|Morgan Greer Tarot|
Today I've drawn 2 of Wands from Morgan Greer Tarot. It's an interesting one because there is a second person depicted in it. In the traditional RWS, the figure has one of his wands bolted to a wall so that he can hold the globe, but here there is clearly a second person, wearing ornate yellow gloves, accompanying the main figure. They do not appear to be atop a tower, nor is any water in sight. They seem to be moving through green hills, and the wands are like walking staffs. The main figure carries the rose and lily emblems on a shield, but they do not seem dressed like warriors. Maybe they are some sort of pilgrims. The figure has a feather in his cap, which is an English idiom for having earned some sort of success or achievement that may help you along in the future. His apparent wealth and his well-dressed companion could both be feathers in his cap. Maybe he owns that green land, and that could be a feather in his cap. And the glowing orb might represent the bright future that is also a feather in his cap.
I have to admit that both the 2 of Wands and the 3 of Wands are difficult for me to interpret on their own. It's important to have a context and surrounding cards in order to pick up on what it's getting at. Do you find that?

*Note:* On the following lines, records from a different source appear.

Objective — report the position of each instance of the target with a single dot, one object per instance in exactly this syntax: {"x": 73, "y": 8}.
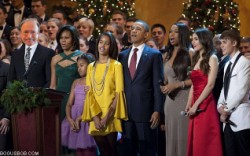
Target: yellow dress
{"x": 98, "y": 102}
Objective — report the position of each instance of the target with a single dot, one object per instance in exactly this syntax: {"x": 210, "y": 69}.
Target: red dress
{"x": 204, "y": 137}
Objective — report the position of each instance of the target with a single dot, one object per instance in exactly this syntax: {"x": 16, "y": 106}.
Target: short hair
{"x": 39, "y": 19}
{"x": 232, "y": 34}
{"x": 7, "y": 45}
{"x": 245, "y": 40}
{"x": 46, "y": 38}
{"x": 118, "y": 29}
{"x": 144, "y": 24}
{"x": 158, "y": 25}
{"x": 42, "y": 1}
{"x": 30, "y": 20}
{"x": 120, "y": 13}
{"x": 153, "y": 40}
{"x": 74, "y": 34}
{"x": 87, "y": 57}
{"x": 113, "y": 49}
{"x": 84, "y": 39}
{"x": 89, "y": 22}
{"x": 3, "y": 8}
{"x": 56, "y": 21}
{"x": 61, "y": 12}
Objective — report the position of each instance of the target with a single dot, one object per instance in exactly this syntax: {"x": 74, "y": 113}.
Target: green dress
{"x": 65, "y": 76}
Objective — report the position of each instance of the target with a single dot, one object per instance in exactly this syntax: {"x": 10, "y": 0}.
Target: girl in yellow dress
{"x": 105, "y": 101}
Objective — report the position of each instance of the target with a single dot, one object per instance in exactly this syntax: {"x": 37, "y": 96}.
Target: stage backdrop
{"x": 168, "y": 11}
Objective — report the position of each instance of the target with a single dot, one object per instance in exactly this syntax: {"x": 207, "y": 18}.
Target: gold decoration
{"x": 216, "y": 14}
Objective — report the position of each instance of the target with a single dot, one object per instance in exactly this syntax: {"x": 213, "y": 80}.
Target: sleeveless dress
{"x": 176, "y": 126}
{"x": 80, "y": 139}
{"x": 65, "y": 76}
{"x": 204, "y": 137}
{"x": 97, "y": 103}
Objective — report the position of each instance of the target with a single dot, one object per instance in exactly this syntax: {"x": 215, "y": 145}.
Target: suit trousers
{"x": 236, "y": 143}
{"x": 140, "y": 139}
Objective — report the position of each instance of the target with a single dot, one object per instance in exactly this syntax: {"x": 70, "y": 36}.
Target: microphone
{"x": 231, "y": 122}
{"x": 183, "y": 113}
{"x": 161, "y": 83}
{"x": 25, "y": 75}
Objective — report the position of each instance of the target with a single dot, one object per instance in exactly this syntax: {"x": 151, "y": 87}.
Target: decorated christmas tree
{"x": 100, "y": 10}
{"x": 217, "y": 15}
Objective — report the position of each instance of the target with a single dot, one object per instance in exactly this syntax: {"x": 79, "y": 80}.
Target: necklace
{"x": 98, "y": 87}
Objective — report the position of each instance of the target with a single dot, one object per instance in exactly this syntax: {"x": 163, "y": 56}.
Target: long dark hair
{"x": 182, "y": 60}
{"x": 206, "y": 39}
{"x": 113, "y": 49}
{"x": 74, "y": 34}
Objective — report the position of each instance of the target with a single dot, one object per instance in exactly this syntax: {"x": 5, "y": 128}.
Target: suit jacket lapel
{"x": 22, "y": 53}
{"x": 143, "y": 59}
{"x": 36, "y": 55}
{"x": 126, "y": 64}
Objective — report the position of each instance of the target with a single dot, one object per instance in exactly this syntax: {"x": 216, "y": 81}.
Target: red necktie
{"x": 132, "y": 66}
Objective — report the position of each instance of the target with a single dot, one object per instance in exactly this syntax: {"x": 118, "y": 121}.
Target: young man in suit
{"x": 4, "y": 116}
{"x": 4, "y": 28}
{"x": 32, "y": 61}
{"x": 222, "y": 61}
{"x": 245, "y": 47}
{"x": 18, "y": 12}
{"x": 233, "y": 104}
{"x": 143, "y": 68}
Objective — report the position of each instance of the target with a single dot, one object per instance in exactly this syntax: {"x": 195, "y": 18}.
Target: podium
{"x": 39, "y": 131}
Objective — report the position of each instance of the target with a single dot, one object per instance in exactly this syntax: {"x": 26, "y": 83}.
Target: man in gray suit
{"x": 233, "y": 104}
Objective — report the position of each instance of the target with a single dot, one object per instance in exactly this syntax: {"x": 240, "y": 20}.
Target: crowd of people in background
{"x": 130, "y": 93}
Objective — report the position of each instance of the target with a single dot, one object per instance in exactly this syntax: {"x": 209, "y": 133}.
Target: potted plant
{"x": 17, "y": 98}
{"x": 35, "y": 122}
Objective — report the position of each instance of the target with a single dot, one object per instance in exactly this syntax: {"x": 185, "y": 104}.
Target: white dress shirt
{"x": 32, "y": 51}
{"x": 139, "y": 53}
{"x": 18, "y": 17}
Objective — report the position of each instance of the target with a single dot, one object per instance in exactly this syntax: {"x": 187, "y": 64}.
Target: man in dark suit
{"x": 32, "y": 61}
{"x": 222, "y": 61}
{"x": 18, "y": 12}
{"x": 4, "y": 28}
{"x": 4, "y": 116}
{"x": 143, "y": 68}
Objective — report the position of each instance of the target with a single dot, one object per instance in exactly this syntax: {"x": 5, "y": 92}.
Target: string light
{"x": 216, "y": 15}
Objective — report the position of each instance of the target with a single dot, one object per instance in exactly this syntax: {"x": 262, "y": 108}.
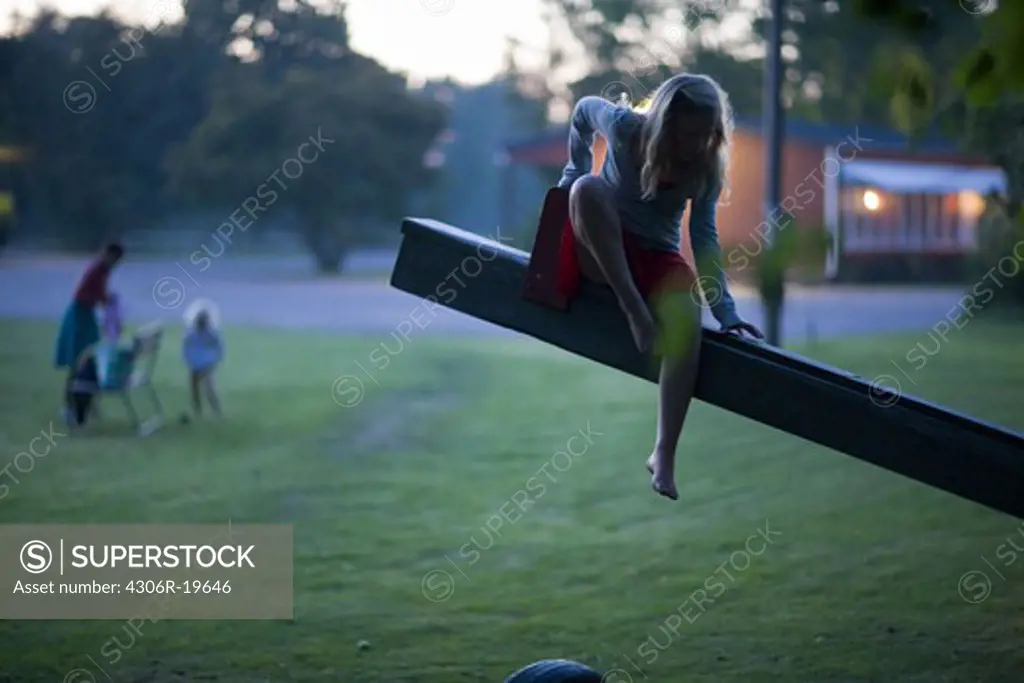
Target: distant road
{"x": 280, "y": 292}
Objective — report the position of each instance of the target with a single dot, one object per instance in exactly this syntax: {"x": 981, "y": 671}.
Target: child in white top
{"x": 203, "y": 351}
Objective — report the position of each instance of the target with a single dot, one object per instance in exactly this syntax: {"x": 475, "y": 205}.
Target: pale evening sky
{"x": 464, "y": 39}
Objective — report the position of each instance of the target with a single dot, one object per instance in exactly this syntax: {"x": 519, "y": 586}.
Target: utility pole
{"x": 772, "y": 271}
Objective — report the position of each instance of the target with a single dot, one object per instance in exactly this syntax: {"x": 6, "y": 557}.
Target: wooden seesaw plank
{"x": 948, "y": 451}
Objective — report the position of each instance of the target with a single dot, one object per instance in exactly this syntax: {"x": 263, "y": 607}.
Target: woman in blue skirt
{"x": 79, "y": 329}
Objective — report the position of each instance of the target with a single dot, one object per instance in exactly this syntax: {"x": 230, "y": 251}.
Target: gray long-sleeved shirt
{"x": 656, "y": 222}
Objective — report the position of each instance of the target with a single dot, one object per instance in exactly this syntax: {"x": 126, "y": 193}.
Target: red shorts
{"x": 653, "y": 271}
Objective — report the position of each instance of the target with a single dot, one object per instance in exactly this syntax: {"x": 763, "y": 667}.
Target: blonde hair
{"x": 682, "y": 93}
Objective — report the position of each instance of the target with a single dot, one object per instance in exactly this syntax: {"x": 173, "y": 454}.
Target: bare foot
{"x": 664, "y": 484}
{"x": 643, "y": 329}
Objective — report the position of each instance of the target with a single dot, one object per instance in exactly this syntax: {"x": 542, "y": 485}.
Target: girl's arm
{"x": 591, "y": 115}
{"x": 708, "y": 254}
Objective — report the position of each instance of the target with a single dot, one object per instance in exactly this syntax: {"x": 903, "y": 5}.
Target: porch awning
{"x": 923, "y": 177}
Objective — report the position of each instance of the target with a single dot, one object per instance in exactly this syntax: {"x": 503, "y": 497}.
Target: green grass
{"x": 859, "y": 584}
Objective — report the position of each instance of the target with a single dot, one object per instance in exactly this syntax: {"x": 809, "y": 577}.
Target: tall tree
{"x": 363, "y": 137}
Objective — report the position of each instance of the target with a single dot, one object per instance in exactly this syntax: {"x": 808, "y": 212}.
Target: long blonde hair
{"x": 682, "y": 93}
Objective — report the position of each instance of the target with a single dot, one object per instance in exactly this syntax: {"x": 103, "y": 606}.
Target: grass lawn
{"x": 859, "y": 583}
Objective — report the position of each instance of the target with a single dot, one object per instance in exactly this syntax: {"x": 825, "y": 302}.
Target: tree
{"x": 365, "y": 136}
{"x": 981, "y": 97}
{"x": 97, "y": 104}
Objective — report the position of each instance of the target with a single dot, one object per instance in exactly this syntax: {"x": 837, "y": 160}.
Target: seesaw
{"x": 949, "y": 451}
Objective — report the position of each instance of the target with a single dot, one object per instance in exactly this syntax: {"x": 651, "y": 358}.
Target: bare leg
{"x": 68, "y": 402}
{"x": 211, "y": 392}
{"x": 194, "y": 380}
{"x": 597, "y": 228}
{"x": 676, "y": 386}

James Ricklef, in The Soul's Journey: Finding Spiritual Wisdom in Tarot, says that it represents domination over others, conflicts about personal power, and decisions about where we should direct our passion. I don't really see that in this card, as there seems to be a real spirit of cooperation here, and certainly no discernible signs of domination.
On the other hand, the Thoth tarot gives this card key word 'Dominion', a different kettle of fish entirely, in my mind. Dominion is your power or right in governing or controlling, and to govern is not necessarily to dominate by force. Ricklef points out, your dominion could be as vast as an army or as small as a schoolyard. I don't agree with him, however, that dominion is an illusion. Surely there are times when assessing those things over which we do exert some influence and control is a healthy and good thing to do. It is useful to assess where your sphere of influence lies. And sometimes it is good to survey your 'demesne,' as this chap appears to be doing. Maybe he is walking the borders of his patch, contemplating what is his. This is not a bad thing to do, as long as we realise that borders are abstractions and maintained only by agreement with one another. In that sense, perhaps it is illusion, but observing these sorts of illusions is what creates a civil world. Without them, there would be anarchy, queue jumping and all sorts of madness! :)
Today, may I take care to observe my own sphere of influence, and be careful not to overstep the boundaries laid out by decency and expectation, so that I may cooperate fully with those on this journey with me.